# Honda GX140 Blowing Blue Smoke After Running for a While



## BigDeeBee (Nov 24, 2020)

I currently have, in my possession, a Honda (EM2200x, I believe) generator with a GX140 engine. A customer brought it over complaining that it starts fine, then dies, and smokes a lot. The first thing I did was check the oil. When I pulled the dipstick, the crankcase was overfull with gas. I believe this was due to it being transported without shutting off the fuel. (I've heard that's a common issue with these engines) So I drained the gas from the crankcase and refilled it with Valvoline 10w-40 atv/utv oil. (Manual calls for 10w40 for a wider temperature range) I went ahead and cleaned the carb. Not surprisingly, it was a bit plugged. I put it back together and it fired right up and ran/runs fine.

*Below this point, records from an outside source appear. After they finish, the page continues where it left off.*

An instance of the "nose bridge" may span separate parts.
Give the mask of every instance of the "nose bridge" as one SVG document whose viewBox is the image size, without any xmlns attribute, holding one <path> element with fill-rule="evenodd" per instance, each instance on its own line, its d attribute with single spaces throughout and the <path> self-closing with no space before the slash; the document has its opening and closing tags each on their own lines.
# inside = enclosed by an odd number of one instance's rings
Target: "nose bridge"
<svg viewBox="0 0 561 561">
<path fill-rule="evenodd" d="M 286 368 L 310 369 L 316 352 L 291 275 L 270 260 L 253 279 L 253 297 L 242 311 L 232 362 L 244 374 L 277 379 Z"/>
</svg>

Now onto the issue: The blue smoke
Initially, I thought the smoke was due to the crankcase being well overfull with gas and oil. However, the issue persisted after draining and refilling with fresh oil. I filled it to the top mark on the dipstick, and fired it up. It ran fine for about 30 seconds to a minute, then started blowing blue smoke pretty heavily. So the next thing I did was grab a turkey baster and suck out some of the oil (to about the halfway mark on the dipstick) to double check that it wasn't an issue with too much oil in the crankcase. I've tried running it a few times and each time, it runs fine without smoking, then it warms up and starts blowing blue smoke. It's clearly burning oil, but I'm looking for opinions as to why. I'd imagine it's either the piston rings or the valve guides, but I'd like to tear into the right thing the first time. What are your guys' guesses? Rings or guides? Could it possibly be a valve clearance issue? (And by when it warms up, I mean for about a minute maybe a little more, not fully up to operating temp)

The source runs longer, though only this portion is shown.